Post-processing

class gmak.post_processing.GmakOutput

Class that collects the output of gmak jobs.

Variables
  • data (pandas.DataFrame) – The output data of a gmak job. This contains the estimates (second column-level mu), uncertainties (second column-level sigma) and difference with respect to the reference value (second column-level diff), for all explored grid points, of the composite properties that make up the score function, as well as the score itself. The data frame has two index levels: the grid-shift iteration and the linear index of the grid point.

  • X (pandas.DataFrame) – The main-variation parameters. The index is the same as that of data.

compute_pareto(properties=None, groupby_X=None, **kwargs)

Returns the parameters that are Pareto optimal. It first groups the data using the groupby_X method, unless the parameter groupby_X is passed, in which case it is used instead. The optimization problem considered is minimizing the absolute value of the difference between estimated properties and their reference values.

Parameters
  • properties (list of str) – Properties considered in the optimization problem. By default, all properties are used.

  • groupby_X (pandas.DataFrame) – data frame obtained from a previous call of the groupby_X method. If not given, the groupby_X method will be called with the keyword arguments kwargs.

  • kwargs – Additional keyword arguments passed to the aggregation method (groupby_X) called before computing the Pareto front.

Returns

The list of force-field parameters (each one a tuple of float) that are Pareto optimal.

Return type

list

classmethod from_gmak_bin(binpath)

Creates a GmakOutput instance from a binary state file.

Parameters

binpath (str) – The path of the binary file

Returns

A GmakOutput instance containing the data in the binary file.

Return type

GmakOutput

get_dataframe()

Returns a data frame containing both the main parameters and the properties and scores.

Returns

A data frame indexed by grid-shift iteration and gridpoint (linear index). The columns are the main parameters and the scores and property estimates.

Return type

pandas.DataFrame

groupby_X(agg=True, agg_arg=None, mu_agg=None, sigma_agg=None)

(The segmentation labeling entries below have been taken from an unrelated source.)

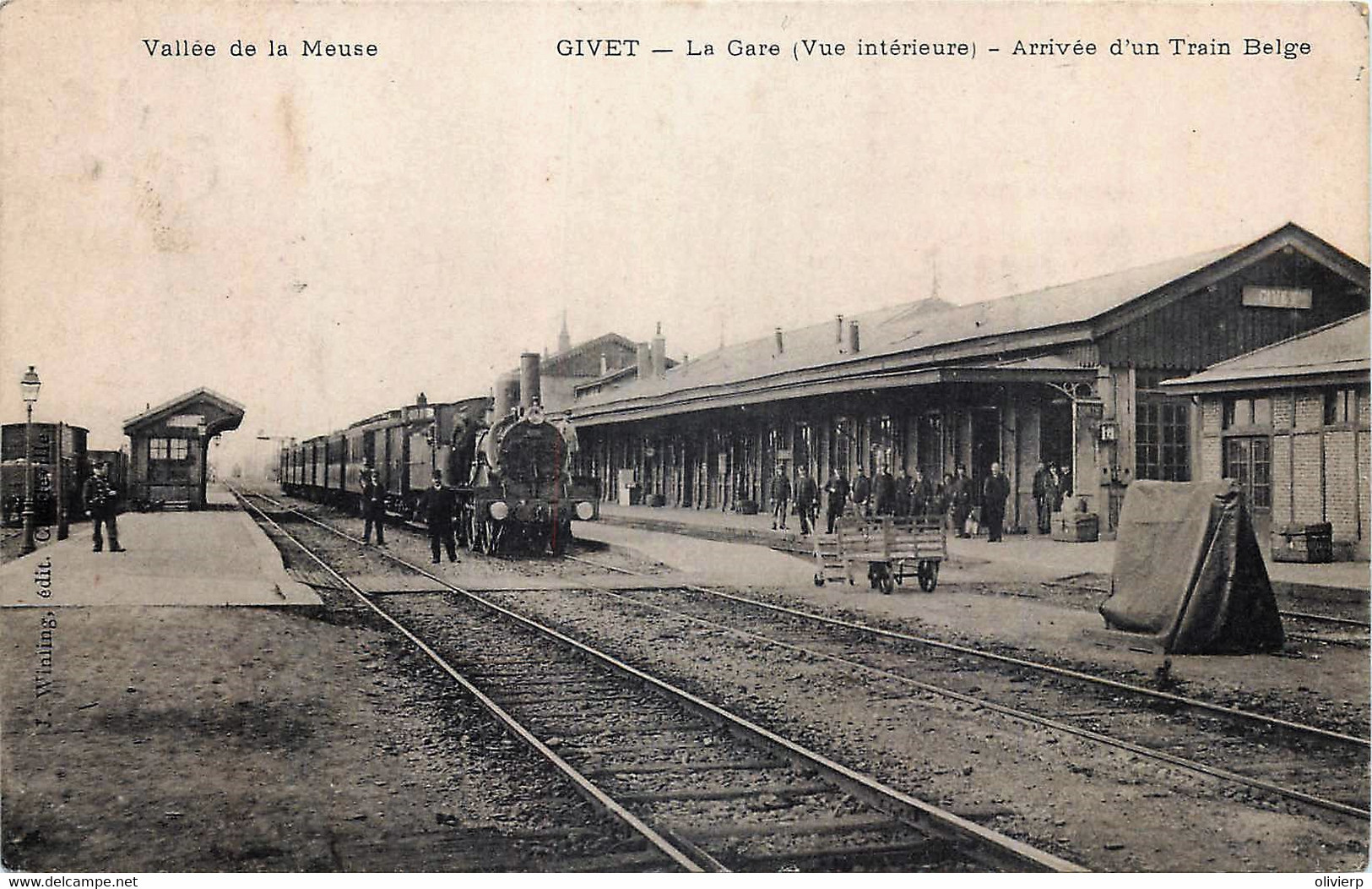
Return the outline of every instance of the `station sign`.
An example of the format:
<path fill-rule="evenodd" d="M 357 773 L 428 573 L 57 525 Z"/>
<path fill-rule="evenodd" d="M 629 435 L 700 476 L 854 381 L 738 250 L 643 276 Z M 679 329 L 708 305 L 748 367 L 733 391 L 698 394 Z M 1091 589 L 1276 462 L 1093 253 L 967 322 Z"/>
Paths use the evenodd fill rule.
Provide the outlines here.
<path fill-rule="evenodd" d="M 1244 284 L 1243 305 L 1265 309 L 1309 309 L 1314 291 L 1309 287 L 1259 287 Z"/>

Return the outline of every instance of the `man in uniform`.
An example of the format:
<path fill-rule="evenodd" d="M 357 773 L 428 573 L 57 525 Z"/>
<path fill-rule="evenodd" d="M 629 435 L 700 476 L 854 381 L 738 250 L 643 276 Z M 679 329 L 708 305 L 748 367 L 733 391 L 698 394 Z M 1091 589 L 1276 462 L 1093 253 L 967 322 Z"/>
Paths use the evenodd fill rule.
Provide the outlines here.
<path fill-rule="evenodd" d="M 862 466 L 858 467 L 858 477 L 853 478 L 852 497 L 859 515 L 871 515 L 871 506 L 867 503 L 871 497 L 871 480 L 867 478 L 867 471 Z"/>
<path fill-rule="evenodd" d="M 809 477 L 804 466 L 797 466 L 796 473 L 796 514 L 800 515 L 800 533 L 805 536 L 815 526 L 815 503 L 819 500 L 819 489 L 815 480 Z"/>
<path fill-rule="evenodd" d="M 453 537 L 453 513 L 457 506 L 456 492 L 443 484 L 442 470 L 434 470 L 434 486 L 424 492 L 424 518 L 429 528 L 429 551 L 434 565 L 440 558 L 439 544 L 447 550 L 447 561 L 457 561 L 457 540 Z"/>
<path fill-rule="evenodd" d="M 376 525 L 376 545 L 386 545 L 386 489 L 381 475 L 370 467 L 362 469 L 362 543 L 372 541 L 372 525 Z"/>
<path fill-rule="evenodd" d="M 825 507 L 825 515 L 829 518 L 829 533 L 834 533 L 834 522 L 844 514 L 844 503 L 848 502 L 848 480 L 844 478 L 842 470 L 834 470 L 833 475 L 829 477 L 829 484 L 825 485 L 825 492 L 829 495 Z"/>
<path fill-rule="evenodd" d="M 106 530 L 110 532 L 110 552 L 123 552 L 123 547 L 119 545 L 119 528 L 114 521 L 115 500 L 117 492 L 110 484 L 110 464 L 96 463 L 95 474 L 81 488 L 81 502 L 85 503 L 85 513 L 91 517 L 93 530 L 91 537 L 95 544 L 91 547 L 93 552 L 104 547 L 104 540 L 100 539 L 100 522 L 104 522 Z"/>
<path fill-rule="evenodd" d="M 1000 543 L 1000 526 L 1006 521 L 1006 497 L 1010 496 L 1010 480 L 1000 471 L 1000 463 L 991 464 L 981 496 L 981 521 L 986 525 L 986 541 Z"/>
<path fill-rule="evenodd" d="M 786 510 L 790 508 L 790 480 L 786 478 L 786 467 L 777 467 L 777 477 L 772 478 L 772 530 L 786 530 Z"/>

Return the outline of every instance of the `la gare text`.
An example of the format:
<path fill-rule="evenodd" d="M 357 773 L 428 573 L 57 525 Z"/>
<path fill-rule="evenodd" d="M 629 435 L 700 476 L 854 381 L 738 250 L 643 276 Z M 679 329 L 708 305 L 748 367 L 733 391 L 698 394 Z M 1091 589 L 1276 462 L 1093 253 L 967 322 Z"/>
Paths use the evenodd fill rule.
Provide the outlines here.
<path fill-rule="evenodd" d="M 204 40 L 161 40 L 145 37 L 143 48 L 152 58 L 191 59 L 211 58 L 220 55 L 220 47 Z M 258 47 L 247 40 L 235 40 L 229 44 L 228 54 L 237 58 L 265 55 L 272 58 L 298 55 L 306 59 L 338 59 L 338 58 L 366 58 L 380 52 L 375 43 L 329 43 L 327 40 L 302 40 L 299 48 L 291 48 L 280 41 L 268 40 L 266 45 Z"/>

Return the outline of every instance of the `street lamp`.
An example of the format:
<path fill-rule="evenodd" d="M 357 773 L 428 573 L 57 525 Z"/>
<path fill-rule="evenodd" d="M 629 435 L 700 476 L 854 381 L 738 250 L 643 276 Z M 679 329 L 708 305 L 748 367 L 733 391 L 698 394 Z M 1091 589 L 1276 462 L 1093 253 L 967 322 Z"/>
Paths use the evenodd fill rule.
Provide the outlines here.
<path fill-rule="evenodd" d="M 203 510 L 207 506 L 204 503 L 204 480 L 206 480 L 206 467 L 210 463 L 210 440 L 206 438 L 204 436 L 209 427 L 206 426 L 203 418 L 200 419 L 200 422 L 196 425 L 195 429 L 198 433 L 200 433 L 200 508 Z"/>
<path fill-rule="evenodd" d="M 23 393 L 25 422 L 23 422 L 23 552 L 33 552 L 33 404 L 38 400 L 37 371 L 29 365 L 29 371 L 19 381 L 19 392 Z"/>

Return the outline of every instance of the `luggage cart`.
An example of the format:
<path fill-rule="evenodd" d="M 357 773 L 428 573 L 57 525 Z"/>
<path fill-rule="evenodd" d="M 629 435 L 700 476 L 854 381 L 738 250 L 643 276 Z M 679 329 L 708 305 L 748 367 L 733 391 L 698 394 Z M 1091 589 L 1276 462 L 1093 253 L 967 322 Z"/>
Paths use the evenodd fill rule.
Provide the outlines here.
<path fill-rule="evenodd" d="M 847 581 L 853 584 L 853 566 L 867 563 L 873 589 L 893 592 L 914 574 L 919 588 L 933 592 L 938 585 L 938 563 L 948 556 L 948 539 L 940 517 L 862 518 L 844 517 L 833 534 L 815 534 L 815 585 Z M 914 569 L 911 572 L 911 569 Z"/>

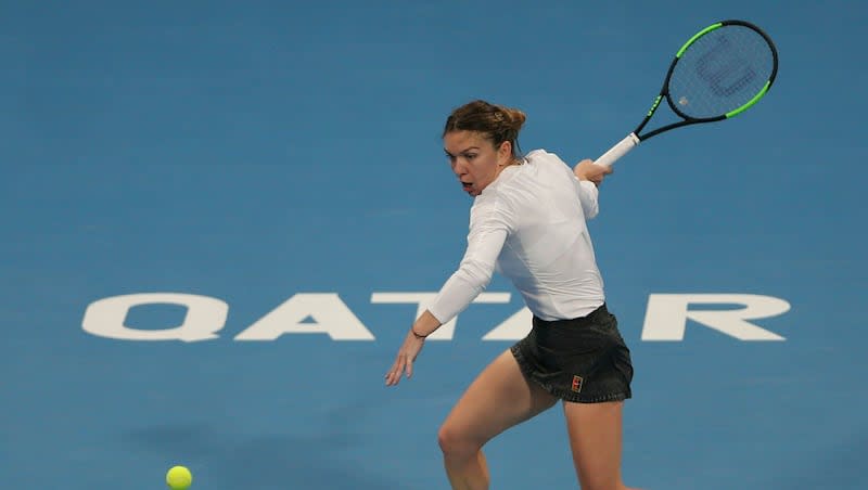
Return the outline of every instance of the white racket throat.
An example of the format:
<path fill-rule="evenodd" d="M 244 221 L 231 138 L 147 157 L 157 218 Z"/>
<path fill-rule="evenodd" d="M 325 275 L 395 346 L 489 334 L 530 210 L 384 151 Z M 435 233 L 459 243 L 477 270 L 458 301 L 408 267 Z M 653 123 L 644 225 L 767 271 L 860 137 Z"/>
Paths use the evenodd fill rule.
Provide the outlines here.
<path fill-rule="evenodd" d="M 596 162 L 597 165 L 602 165 L 604 167 L 611 167 L 612 164 L 615 163 L 618 158 L 626 155 L 627 152 L 636 147 L 639 144 L 639 137 L 636 133 L 629 133 L 626 138 L 621 140 L 616 145 L 612 146 L 608 152 L 600 155 Z"/>

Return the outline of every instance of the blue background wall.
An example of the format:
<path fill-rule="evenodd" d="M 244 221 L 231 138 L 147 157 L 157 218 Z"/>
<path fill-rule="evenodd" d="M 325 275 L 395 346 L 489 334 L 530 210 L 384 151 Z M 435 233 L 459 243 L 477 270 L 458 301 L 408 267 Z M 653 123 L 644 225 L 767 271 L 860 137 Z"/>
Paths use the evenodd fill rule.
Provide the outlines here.
<path fill-rule="evenodd" d="M 416 307 L 371 295 L 435 292 L 463 252 L 446 115 L 516 106 L 525 151 L 593 158 L 724 18 L 776 40 L 771 93 L 637 149 L 591 223 L 637 369 L 625 476 L 865 488 L 868 8 L 844 1 L 0 2 L 3 486 L 153 489 L 186 464 L 203 489 L 445 488 L 437 426 L 510 344 L 481 337 L 522 306 L 472 306 L 413 379 L 383 386 Z M 138 293 L 219 298 L 226 326 L 200 343 L 84 331 L 89 305 Z M 375 338 L 233 340 L 299 293 L 336 293 Z M 755 323 L 786 340 L 690 322 L 642 341 L 663 293 L 784 299 Z M 560 410 L 488 456 L 494 488 L 575 486 Z"/>

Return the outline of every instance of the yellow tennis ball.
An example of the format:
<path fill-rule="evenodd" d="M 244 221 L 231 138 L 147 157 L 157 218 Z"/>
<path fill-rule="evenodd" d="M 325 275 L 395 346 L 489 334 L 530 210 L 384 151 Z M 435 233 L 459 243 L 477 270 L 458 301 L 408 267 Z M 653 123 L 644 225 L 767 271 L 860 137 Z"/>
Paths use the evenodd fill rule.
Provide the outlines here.
<path fill-rule="evenodd" d="M 171 490 L 184 490 L 193 483 L 193 475 L 183 466 L 173 466 L 166 474 L 166 485 Z"/>

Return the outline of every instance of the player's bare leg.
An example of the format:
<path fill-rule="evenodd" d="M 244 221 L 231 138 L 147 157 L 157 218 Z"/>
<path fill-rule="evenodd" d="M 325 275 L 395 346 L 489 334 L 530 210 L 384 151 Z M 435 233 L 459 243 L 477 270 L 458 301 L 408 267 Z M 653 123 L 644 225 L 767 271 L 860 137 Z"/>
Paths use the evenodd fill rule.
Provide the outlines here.
<path fill-rule="evenodd" d="M 563 403 L 582 490 L 631 490 L 621 476 L 623 408 L 623 401 Z"/>
<path fill-rule="evenodd" d="M 487 489 L 488 466 L 482 447 L 556 401 L 525 379 L 512 352 L 498 356 L 470 385 L 439 429 L 444 465 L 452 489 Z"/>

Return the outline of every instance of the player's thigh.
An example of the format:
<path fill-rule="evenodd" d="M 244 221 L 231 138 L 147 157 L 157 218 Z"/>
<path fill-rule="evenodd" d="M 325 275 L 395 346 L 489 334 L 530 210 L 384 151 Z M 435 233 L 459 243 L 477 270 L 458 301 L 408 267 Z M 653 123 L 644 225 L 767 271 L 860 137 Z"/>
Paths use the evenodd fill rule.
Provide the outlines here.
<path fill-rule="evenodd" d="M 483 370 L 441 427 L 441 443 L 482 447 L 493 437 L 551 408 L 557 399 L 528 382 L 506 350 Z"/>
<path fill-rule="evenodd" d="M 621 452 L 624 402 L 564 402 L 563 408 L 582 488 L 623 488 Z"/>

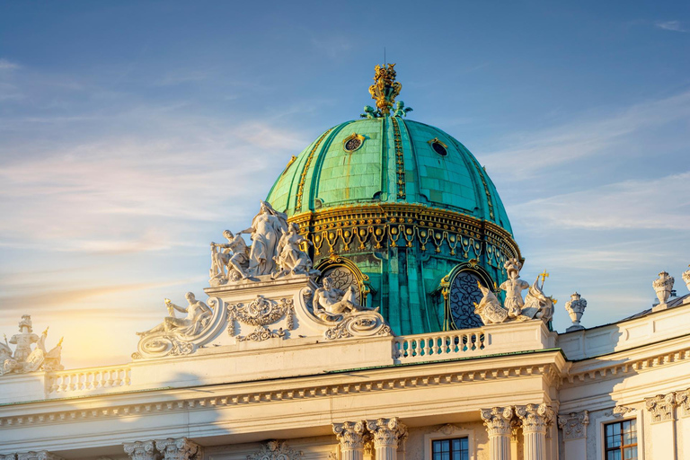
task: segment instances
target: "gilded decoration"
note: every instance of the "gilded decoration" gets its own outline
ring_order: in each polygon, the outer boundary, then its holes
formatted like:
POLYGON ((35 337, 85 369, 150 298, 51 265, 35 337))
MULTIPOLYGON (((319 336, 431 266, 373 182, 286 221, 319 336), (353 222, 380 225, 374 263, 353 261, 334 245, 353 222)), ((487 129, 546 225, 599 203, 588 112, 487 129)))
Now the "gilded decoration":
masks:
POLYGON ((376 102, 376 108, 382 115, 387 116, 400 94, 402 85, 395 81, 395 64, 384 64, 375 67, 374 84, 369 86, 371 99, 376 102))
POLYGON ((352 133, 342 139, 342 149, 351 154, 364 145, 364 139, 365 137, 361 134, 352 133))
POLYGON ((312 242, 314 260, 387 247, 419 247, 458 259, 484 257, 498 270, 510 259, 521 259, 510 234, 499 226, 421 205, 330 208, 292 216, 288 221, 299 225, 300 234, 312 242))

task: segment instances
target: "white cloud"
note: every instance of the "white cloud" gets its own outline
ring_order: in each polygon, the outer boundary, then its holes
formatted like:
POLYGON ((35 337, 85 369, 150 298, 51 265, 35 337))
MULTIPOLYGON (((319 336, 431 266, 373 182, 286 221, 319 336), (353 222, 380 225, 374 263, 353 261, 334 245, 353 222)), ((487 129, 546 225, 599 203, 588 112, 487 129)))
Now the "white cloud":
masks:
POLYGON ((624 181, 514 206, 517 222, 535 228, 690 228, 690 172, 624 181))
POLYGON ((657 21, 654 25, 664 31, 673 31, 675 32, 686 32, 687 30, 683 27, 680 21, 657 21))

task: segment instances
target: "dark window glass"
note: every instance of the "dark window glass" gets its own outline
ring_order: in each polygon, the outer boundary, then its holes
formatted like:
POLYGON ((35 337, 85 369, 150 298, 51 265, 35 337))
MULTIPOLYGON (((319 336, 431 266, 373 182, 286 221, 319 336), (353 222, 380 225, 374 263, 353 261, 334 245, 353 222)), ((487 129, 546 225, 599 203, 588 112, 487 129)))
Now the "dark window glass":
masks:
POLYGON ((637 460, 637 420, 605 425, 606 460, 637 460))
POLYGON ((469 442, 466 438, 431 441, 433 460, 469 460, 469 442))

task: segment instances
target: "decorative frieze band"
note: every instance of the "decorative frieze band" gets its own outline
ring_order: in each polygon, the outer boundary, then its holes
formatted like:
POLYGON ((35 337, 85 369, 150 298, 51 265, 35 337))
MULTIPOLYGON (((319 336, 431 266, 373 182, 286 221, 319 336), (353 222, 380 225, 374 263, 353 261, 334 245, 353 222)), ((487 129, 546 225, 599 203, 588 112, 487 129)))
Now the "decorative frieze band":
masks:
POLYGON ((563 438, 581 439, 587 435, 587 426, 589 424, 589 411, 571 412, 568 415, 558 416, 558 427, 563 430, 563 438))

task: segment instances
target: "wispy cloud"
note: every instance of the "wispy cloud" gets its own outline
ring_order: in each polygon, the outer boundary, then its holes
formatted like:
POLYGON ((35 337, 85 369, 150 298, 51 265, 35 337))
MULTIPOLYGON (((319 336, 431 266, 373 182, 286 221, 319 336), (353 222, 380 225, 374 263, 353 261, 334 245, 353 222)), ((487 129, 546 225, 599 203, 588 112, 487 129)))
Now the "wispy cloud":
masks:
POLYGON ((657 21, 654 25, 664 31, 672 31, 675 32, 686 32, 687 29, 683 27, 680 21, 657 21))
POLYGON ((530 229, 687 229, 690 172, 533 199, 512 211, 530 229))
POLYGON ((526 181, 578 159, 618 152, 633 133, 678 119, 690 120, 690 92, 645 102, 615 113, 586 118, 538 131, 517 133, 482 155, 503 181, 526 181))

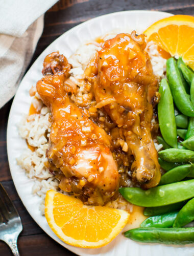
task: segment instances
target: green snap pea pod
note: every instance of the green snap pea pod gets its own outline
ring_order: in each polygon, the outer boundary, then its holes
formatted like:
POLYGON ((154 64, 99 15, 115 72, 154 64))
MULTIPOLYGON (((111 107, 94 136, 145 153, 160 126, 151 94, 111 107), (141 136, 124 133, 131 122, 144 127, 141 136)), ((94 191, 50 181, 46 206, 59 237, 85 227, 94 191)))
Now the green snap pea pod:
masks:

Collects data that corresponds to the same force-field parameters and optionally aggregate these values using functions.

Parameters
  • agg (bool) – Indicates whether aggregation is desired. This has priority over agg_arg, mu_agg and sigma_agg (default is True).

  • agg_arg (function, str, list, dict or None) – The func argument of the aggregate() function used to aggregate values of a common group. This has priority over the parameters mu_agg and sigma_agg.

  • mu_agg (function, str or None) – The function used to aggregate expected values and their differences with respect to reference data. By default, uses mean.

  • sigma_agg (function, str or None) – The function used to aggregate uncertainties. By default, uses \(\sqrt{k_1^2 + \cdots + k_n^2}/n\), where the \(k_i\) are the values to be aggregated.

Returns

A data frame with the force-field parameters as index and the score and properties as columns. If aggregation is not requested, each entry in a column is either a float or a list of floats, depending on whether it was estimated for the force-field parameter once or more than once. Otherwise, each entry results from aggregating the values for the same force-field parameter based on the parameters agg_arg, mu_agg and sigma_agg.

Return type

pandas.DataFrame